Over the years in my pondering over the idea of suffering for Christ, I was at first somewhat fearful.  In the accounts we read of the martyrs of the first centuries it is often recounted that they suffered horrendous torture, as the torturers tried to compel these martyrs to renounce their Faith in Christ.  They would be scraped by sharp iron implements, have their skin flayed off, be forced to watch their children be executed, have their eyes gouged out, and other such tortures.  Today, with the development of science, the methods of torture have only become more refined and painful.  Be sure that governments across the world have perfected various forms of torture, besides the crude methods that have been used in the past.  I wonder to myself, how will I be able to resist excruciating pain without denying Christ?  The answer came to me, however, and my worries have been put to rest.  At the time of torture, through intense prayer to Christ, the pain of torture will be alleviated.  In fact, in many accounts of the martyrs that we have preserved today it has been recorded that to suffer pain for Christ was experienced as an intense joy in the Lord.  We even have a modern account of such a phenomenon.  Metropolitan Philaret, who was the first hierarch of the Russian Orthodox Church Outside of Russia from 1964-1985 and whose incorrupt relics lie under the altar of Holy Trinity cathedral in Jordanville, New York, had this experience I am referring to.  The time was 1943 in Harbin China where the Metropolitan was serving as a priest at the time.  The Japanese had invaded China and they began demanding that the Russian Orthodox emigres bow down to one of their idols.  Fr. Philaret of course refused to do such a thing and was seized and subjected to torture.  The night before his torture he was fearful that he would deny Christ, but he prayed intensely to St. Nicholas for help.  When the torturers began to burn him with with a red hot iron the miracle occurred.  Although he could smell the burning of his flesh he felt no pain; instead he felt joy in his soul.  The torturers were so frightened by this occurrence, that they gave up trying to force the Orthodox Christians to bow to their idols.  For the rest of his life the Metropolitan had a visible scar on his eyes from the torture.  The moral of this story is that we should not fear torture, or even death for Christ.  God will give us the Grace to endure it.

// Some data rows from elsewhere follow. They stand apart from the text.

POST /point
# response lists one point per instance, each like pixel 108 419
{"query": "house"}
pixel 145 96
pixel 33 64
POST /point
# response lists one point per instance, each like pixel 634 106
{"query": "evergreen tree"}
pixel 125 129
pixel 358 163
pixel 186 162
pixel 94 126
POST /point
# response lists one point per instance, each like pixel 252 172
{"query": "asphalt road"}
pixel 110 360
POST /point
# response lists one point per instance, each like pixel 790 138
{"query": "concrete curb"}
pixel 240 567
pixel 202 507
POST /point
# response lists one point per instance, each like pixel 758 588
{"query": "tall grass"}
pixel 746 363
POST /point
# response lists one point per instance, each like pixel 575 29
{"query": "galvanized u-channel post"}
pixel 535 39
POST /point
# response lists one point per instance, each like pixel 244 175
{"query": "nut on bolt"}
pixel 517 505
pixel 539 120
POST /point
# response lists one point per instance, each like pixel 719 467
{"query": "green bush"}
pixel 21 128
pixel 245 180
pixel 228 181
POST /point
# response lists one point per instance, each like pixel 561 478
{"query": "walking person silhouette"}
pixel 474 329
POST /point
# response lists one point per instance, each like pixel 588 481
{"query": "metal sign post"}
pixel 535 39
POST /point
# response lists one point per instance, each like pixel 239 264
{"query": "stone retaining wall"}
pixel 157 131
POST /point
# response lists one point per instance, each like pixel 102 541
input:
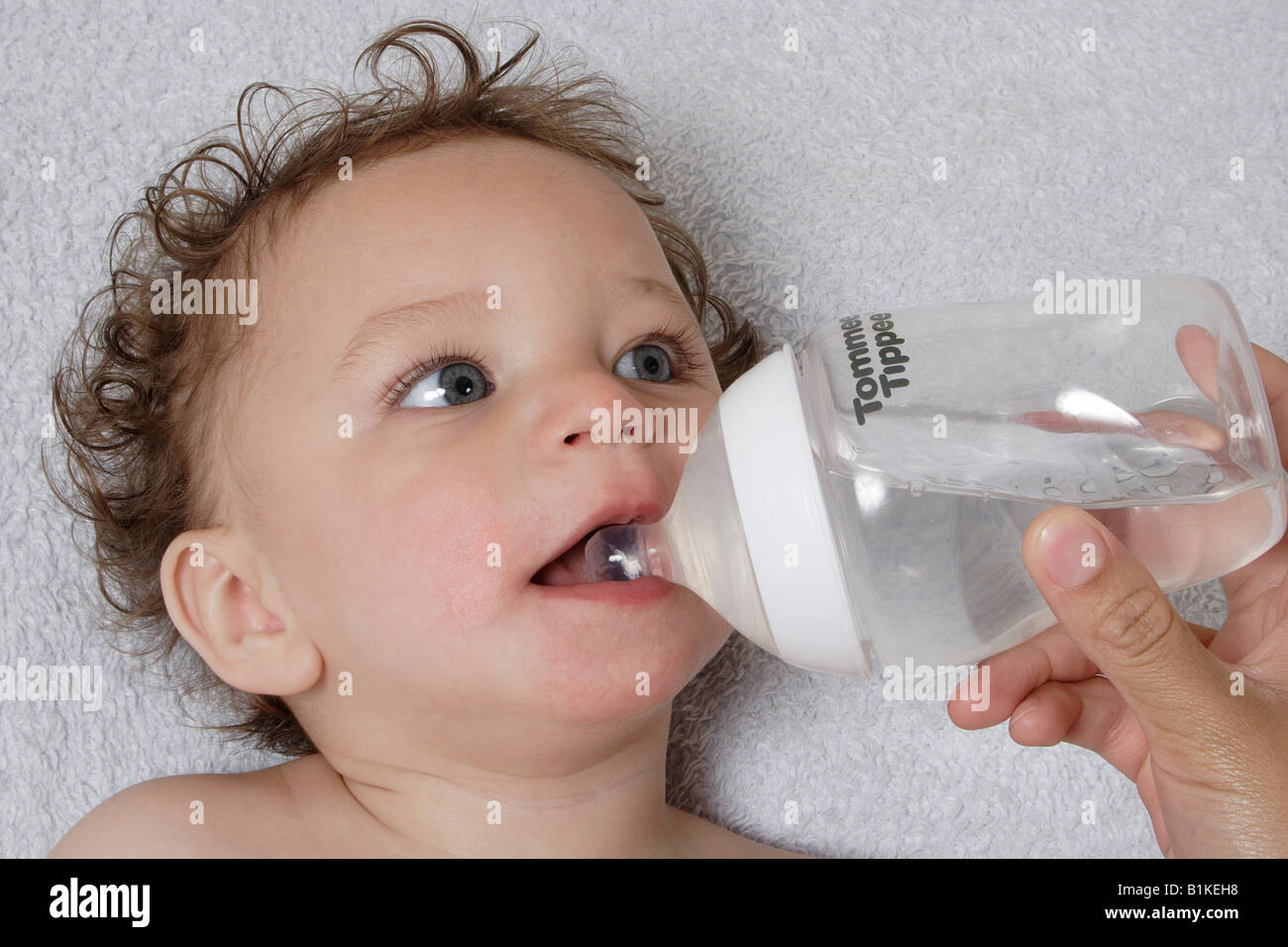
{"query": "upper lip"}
pixel 634 509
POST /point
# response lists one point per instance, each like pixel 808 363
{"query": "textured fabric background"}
pixel 811 169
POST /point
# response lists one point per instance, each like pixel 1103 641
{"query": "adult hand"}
pixel 1197 718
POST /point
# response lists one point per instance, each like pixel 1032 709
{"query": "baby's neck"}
pixel 606 804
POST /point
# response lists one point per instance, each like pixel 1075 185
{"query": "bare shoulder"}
pixel 194 815
pixel 704 839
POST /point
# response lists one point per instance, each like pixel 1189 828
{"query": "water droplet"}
pixel 1163 467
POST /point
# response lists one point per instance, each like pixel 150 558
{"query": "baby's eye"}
pixel 648 363
pixel 458 382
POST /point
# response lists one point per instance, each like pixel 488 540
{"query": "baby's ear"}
pixel 213 587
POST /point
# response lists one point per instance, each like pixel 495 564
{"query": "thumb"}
pixel 1122 620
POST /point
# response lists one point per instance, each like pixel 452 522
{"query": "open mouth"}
pixel 571 567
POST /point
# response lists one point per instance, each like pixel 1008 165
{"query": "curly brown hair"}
pixel 137 395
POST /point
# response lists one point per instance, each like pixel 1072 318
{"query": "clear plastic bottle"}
pixel 866 506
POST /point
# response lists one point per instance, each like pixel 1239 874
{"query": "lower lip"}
pixel 634 592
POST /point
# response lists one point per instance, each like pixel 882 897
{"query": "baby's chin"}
pixel 609 664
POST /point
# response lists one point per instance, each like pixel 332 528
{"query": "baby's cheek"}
pixel 630 661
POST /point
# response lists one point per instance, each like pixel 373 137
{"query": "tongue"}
pixel 570 569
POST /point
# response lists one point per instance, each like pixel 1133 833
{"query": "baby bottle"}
pixel 866 505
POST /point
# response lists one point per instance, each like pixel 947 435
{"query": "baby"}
pixel 333 427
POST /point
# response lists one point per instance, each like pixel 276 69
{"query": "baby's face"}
pixel 404 552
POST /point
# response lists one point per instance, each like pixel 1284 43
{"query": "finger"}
pixel 1115 611
pixel 1087 712
pixel 1017 673
pixel 1014 674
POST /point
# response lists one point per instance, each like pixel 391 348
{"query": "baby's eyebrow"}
pixel 424 312
pixel 430 312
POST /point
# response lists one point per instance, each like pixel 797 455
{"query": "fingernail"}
pixel 1024 709
pixel 1072 552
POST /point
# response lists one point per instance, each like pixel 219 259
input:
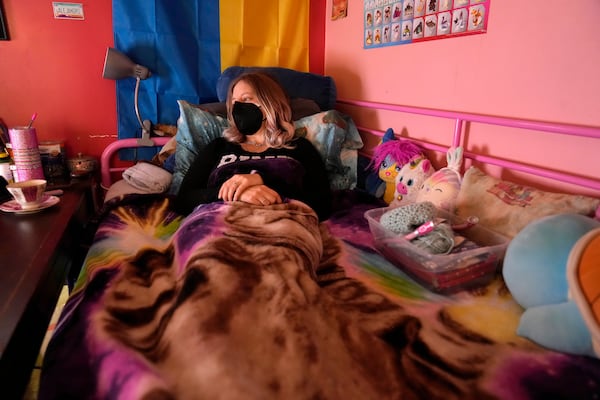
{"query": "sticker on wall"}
pixel 389 22
pixel 339 9
pixel 68 10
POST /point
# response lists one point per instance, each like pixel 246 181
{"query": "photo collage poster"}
pixel 390 23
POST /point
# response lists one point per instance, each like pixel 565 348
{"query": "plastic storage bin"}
pixel 442 273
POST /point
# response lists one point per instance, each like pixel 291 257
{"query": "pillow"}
pixel 507 207
pixel 195 129
pixel 332 133
pixel 148 177
pixel 305 85
pixel 337 139
pixel 303 108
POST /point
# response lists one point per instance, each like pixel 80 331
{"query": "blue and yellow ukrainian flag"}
pixel 187 43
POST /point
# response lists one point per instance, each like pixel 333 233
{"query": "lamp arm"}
pixel 137 110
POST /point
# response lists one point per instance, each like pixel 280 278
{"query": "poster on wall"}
pixel 391 23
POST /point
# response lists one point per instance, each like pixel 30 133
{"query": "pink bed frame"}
pixel 460 118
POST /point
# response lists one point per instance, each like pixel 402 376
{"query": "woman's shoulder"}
pixel 301 142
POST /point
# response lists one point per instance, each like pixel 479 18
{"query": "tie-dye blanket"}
pixel 238 301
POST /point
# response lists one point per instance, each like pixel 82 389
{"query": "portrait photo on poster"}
pixel 3 28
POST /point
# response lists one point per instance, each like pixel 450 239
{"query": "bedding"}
pixel 221 305
pixel 240 301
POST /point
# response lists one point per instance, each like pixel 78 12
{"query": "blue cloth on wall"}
pixel 180 43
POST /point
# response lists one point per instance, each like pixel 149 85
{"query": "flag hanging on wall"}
pixel 187 44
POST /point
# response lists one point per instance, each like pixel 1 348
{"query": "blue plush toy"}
pixel 535 272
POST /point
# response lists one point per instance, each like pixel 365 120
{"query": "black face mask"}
pixel 247 117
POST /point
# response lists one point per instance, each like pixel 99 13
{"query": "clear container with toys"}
pixel 439 250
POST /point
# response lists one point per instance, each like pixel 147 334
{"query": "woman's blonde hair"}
pixel 275 105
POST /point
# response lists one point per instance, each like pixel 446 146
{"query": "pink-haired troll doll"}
pixel 388 159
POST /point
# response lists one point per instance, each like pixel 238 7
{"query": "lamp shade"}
pixel 118 66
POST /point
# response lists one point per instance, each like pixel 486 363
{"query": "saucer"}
pixel 14 207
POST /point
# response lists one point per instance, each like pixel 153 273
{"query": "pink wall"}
pixel 54 67
pixel 538 60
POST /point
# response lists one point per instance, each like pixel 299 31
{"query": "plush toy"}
pixel 443 186
pixel 409 180
pixel 552 269
pixel 388 158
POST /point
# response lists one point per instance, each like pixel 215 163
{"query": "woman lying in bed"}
pixel 258 160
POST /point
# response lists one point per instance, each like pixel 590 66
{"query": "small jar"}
pixel 5 170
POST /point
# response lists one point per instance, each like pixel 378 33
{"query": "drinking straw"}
pixel 33 117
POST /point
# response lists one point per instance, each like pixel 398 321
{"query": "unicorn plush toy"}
pixel 410 178
pixel 443 186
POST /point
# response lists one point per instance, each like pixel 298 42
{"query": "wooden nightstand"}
pixel 37 251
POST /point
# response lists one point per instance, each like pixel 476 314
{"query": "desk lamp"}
pixel 118 66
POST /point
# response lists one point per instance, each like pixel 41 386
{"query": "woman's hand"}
pixel 259 195
pixel 249 188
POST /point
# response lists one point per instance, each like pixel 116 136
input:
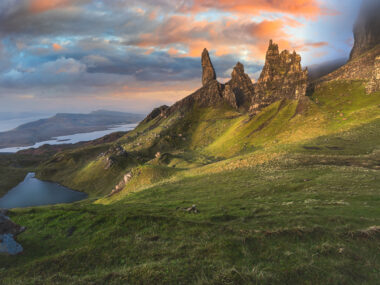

If you are asking yourself or others “would you die for Nick?” you might be asking the wrong question.  You are asking something along the lines of the right question, because your desire is to die for a good cause, for something you believe in.  But if I may, I would like to tweak that question a little bit.  I think the question we should be asking ourselves right now as Christians is “would you die for Christ?” because you might get the opportunity.  Early Christians who lived with the ever present danger of dying for their Faith knew that to die for Christ was the highest honor.  The Church still holds every one of these Martyrs in high regard, such high regard, in fact, that to die for Christ automatically elevates these members of the Church to Sainthood.  If the Church on Earth is celebrating the memory of the martyrs as Saints you can rest assured that these Saints are in Paradise, where we will one day join them given that we continue in the Grace of God.